Maka seperti biasa pula, hanya lirikan tanpa minat yang menanggapi. Tanpa kata bagaimana sorot sepasang netra legam itu menuntut maksud panggilan segera diperjelas.

"Hari ini aku masih memiliki jadwal pertemuan di Xyn Entertainment." Mengantisipasi kejadian semalam terulang, maka Sejeong menjelaskan lebih awal. "Sepulangnya aku ada janji bertemu dengan temanku, yang baru kembali dari London. Jadi mungkin aku akan pulang sedikit larut lagi."

Jeda sekon teramat panjang, Jeon memilih berlanjut menghabiskan isi piringnya. Sampai suapan terakhir tertelan, barulah respon mengudara.

"Sejujurnya aku tidak cukup peduli. Kau tidak pulang pun ..tidak masalah." Teramat apatis, dan selalu begitu. "Toh, sama saja. Kau ada pun, tidak berguna."

Tapi agaknya, yang terakhir itu keterlaluan.

"Selain hanya untuk menyiapkan makanan. Jadi amankan amunisi perutku lebih dulu untuk malam ini, selebihnya ..terserah."

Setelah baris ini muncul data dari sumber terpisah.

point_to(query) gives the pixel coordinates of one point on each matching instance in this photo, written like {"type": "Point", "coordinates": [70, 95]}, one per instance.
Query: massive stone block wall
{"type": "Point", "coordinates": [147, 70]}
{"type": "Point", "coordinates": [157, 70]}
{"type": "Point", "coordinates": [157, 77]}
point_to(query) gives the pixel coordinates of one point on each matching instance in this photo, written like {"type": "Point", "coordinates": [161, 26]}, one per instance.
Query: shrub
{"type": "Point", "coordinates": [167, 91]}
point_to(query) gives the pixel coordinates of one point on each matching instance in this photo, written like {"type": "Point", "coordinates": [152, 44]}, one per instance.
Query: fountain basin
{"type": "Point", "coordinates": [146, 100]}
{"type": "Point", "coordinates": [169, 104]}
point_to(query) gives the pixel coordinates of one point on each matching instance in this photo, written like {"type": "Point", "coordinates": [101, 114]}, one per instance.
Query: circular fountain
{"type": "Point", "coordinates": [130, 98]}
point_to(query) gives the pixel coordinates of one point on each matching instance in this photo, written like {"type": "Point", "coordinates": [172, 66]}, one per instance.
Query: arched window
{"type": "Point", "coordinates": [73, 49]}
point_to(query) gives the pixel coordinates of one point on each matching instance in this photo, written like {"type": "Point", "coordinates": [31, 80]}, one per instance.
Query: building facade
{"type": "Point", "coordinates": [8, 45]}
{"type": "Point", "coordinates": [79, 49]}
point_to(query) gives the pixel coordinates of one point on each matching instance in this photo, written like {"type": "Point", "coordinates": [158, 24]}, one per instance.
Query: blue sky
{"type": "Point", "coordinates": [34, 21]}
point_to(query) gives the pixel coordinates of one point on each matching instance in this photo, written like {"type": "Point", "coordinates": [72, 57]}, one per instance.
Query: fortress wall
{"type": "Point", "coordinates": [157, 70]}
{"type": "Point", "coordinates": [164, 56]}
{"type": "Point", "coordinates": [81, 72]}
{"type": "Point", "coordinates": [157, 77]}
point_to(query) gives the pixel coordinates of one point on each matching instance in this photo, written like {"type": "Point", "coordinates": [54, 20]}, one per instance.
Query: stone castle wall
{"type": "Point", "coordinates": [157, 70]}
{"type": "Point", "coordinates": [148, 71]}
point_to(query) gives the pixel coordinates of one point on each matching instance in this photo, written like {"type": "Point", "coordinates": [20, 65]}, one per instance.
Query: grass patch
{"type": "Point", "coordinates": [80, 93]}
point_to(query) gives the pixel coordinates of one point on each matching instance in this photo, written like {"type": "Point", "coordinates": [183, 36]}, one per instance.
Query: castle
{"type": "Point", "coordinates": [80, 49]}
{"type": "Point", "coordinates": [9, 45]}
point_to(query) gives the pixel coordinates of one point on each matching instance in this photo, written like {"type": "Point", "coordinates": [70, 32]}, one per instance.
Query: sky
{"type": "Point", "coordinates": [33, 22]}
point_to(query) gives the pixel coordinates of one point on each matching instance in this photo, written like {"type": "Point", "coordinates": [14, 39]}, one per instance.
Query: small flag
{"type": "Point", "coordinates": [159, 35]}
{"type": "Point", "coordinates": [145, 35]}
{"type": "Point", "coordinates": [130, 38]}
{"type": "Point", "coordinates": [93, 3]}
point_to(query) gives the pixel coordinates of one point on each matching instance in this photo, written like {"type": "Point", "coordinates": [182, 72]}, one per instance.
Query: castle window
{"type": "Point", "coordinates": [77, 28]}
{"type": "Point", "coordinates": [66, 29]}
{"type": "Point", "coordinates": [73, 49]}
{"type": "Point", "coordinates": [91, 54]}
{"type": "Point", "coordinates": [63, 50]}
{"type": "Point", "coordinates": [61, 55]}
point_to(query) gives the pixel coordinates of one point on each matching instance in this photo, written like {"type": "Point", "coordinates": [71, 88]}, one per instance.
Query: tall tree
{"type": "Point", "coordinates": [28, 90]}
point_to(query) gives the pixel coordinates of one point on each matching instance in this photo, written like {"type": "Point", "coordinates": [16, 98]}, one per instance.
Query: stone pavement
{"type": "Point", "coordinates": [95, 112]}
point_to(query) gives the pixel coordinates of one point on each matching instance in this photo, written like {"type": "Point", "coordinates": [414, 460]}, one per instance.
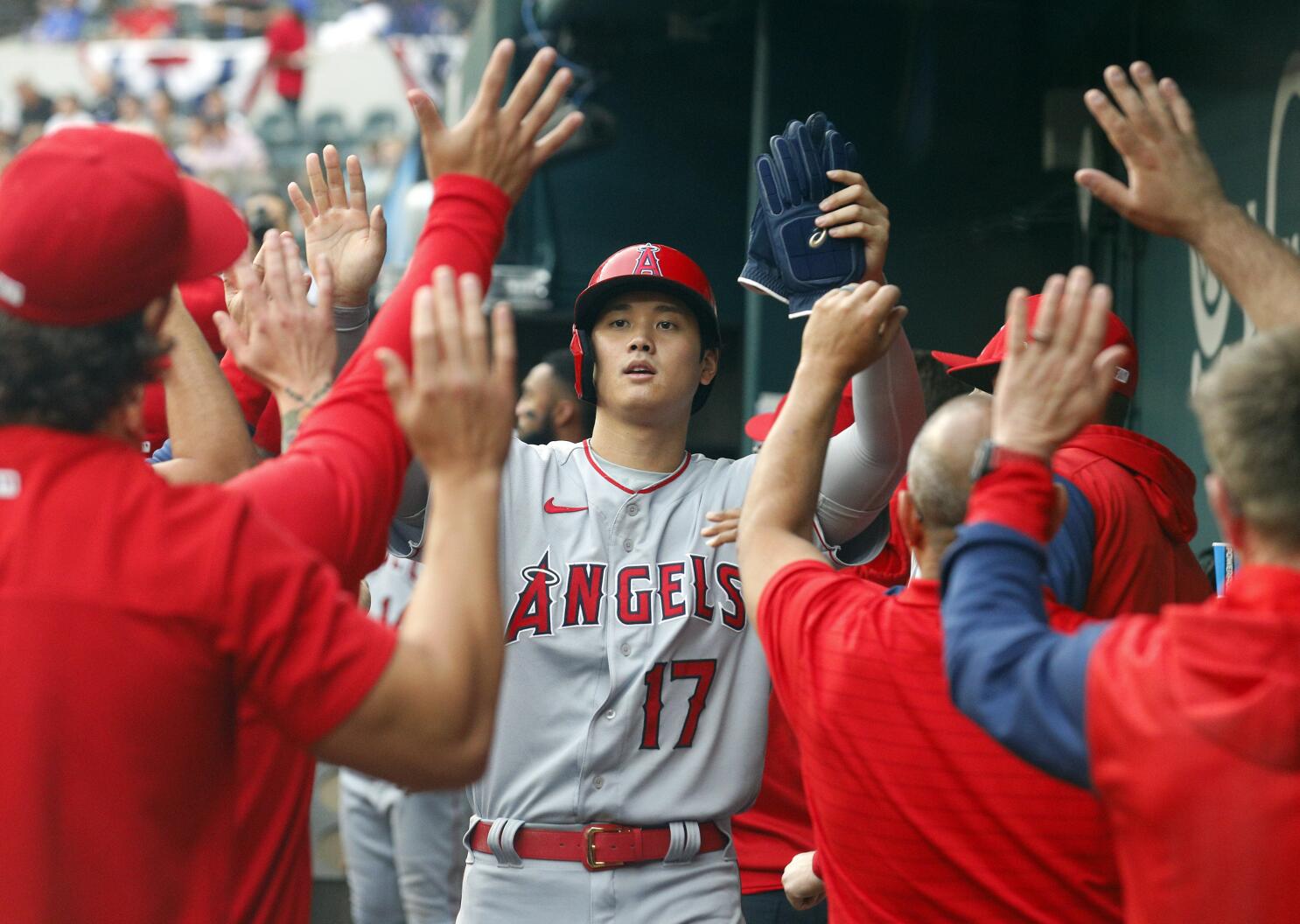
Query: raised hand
{"type": "Point", "coordinates": [339, 228]}
{"type": "Point", "coordinates": [285, 342]}
{"type": "Point", "coordinates": [855, 212]}
{"type": "Point", "coordinates": [457, 404]}
{"type": "Point", "coordinates": [1173, 187]}
{"type": "Point", "coordinates": [849, 329]}
{"type": "Point", "coordinates": [1056, 378]}
{"type": "Point", "coordinates": [500, 142]}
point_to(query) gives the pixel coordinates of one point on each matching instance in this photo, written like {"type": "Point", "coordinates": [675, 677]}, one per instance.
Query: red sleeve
{"type": "Point", "coordinates": [301, 648]}
{"type": "Point", "coordinates": [1016, 494]}
{"type": "Point", "coordinates": [800, 608]}
{"type": "Point", "coordinates": [339, 482]}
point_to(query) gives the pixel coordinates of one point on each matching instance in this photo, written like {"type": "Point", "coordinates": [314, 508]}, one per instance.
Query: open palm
{"type": "Point", "coordinates": [337, 227]}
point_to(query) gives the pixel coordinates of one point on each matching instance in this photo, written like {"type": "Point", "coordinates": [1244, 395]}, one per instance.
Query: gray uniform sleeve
{"type": "Point", "coordinates": [864, 463]}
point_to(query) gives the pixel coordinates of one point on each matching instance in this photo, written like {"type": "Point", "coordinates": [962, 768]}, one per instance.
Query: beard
{"type": "Point", "coordinates": [541, 434]}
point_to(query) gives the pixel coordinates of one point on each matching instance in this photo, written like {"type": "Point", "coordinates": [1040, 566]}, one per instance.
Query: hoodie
{"type": "Point", "coordinates": [1193, 734]}
{"type": "Point", "coordinates": [1140, 500]}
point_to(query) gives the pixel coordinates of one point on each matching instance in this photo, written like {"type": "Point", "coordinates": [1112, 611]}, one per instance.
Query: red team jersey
{"type": "Point", "coordinates": [1204, 696]}
{"type": "Point", "coordinates": [134, 618]}
{"type": "Point", "coordinates": [918, 814]}
{"type": "Point", "coordinates": [332, 490]}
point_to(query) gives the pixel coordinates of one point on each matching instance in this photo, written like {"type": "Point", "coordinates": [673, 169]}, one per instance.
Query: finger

Benar. Bagi Jeon, Sejeong tiada artinya. Jikapun ada, maka hanya setara asisten rumah tangga. Yang membuatkan amunisi perut, menyiapkan kebutuhan pekerjaan Jeon dan yang lainnya, lalu membersihkan rumah. Tidak lebih dari itu.

Jeon sama sekali tidak pernah menganggap Sejeong sebagai istri, pun tak pernah menempatkan posisi diri sebagai seorang suami.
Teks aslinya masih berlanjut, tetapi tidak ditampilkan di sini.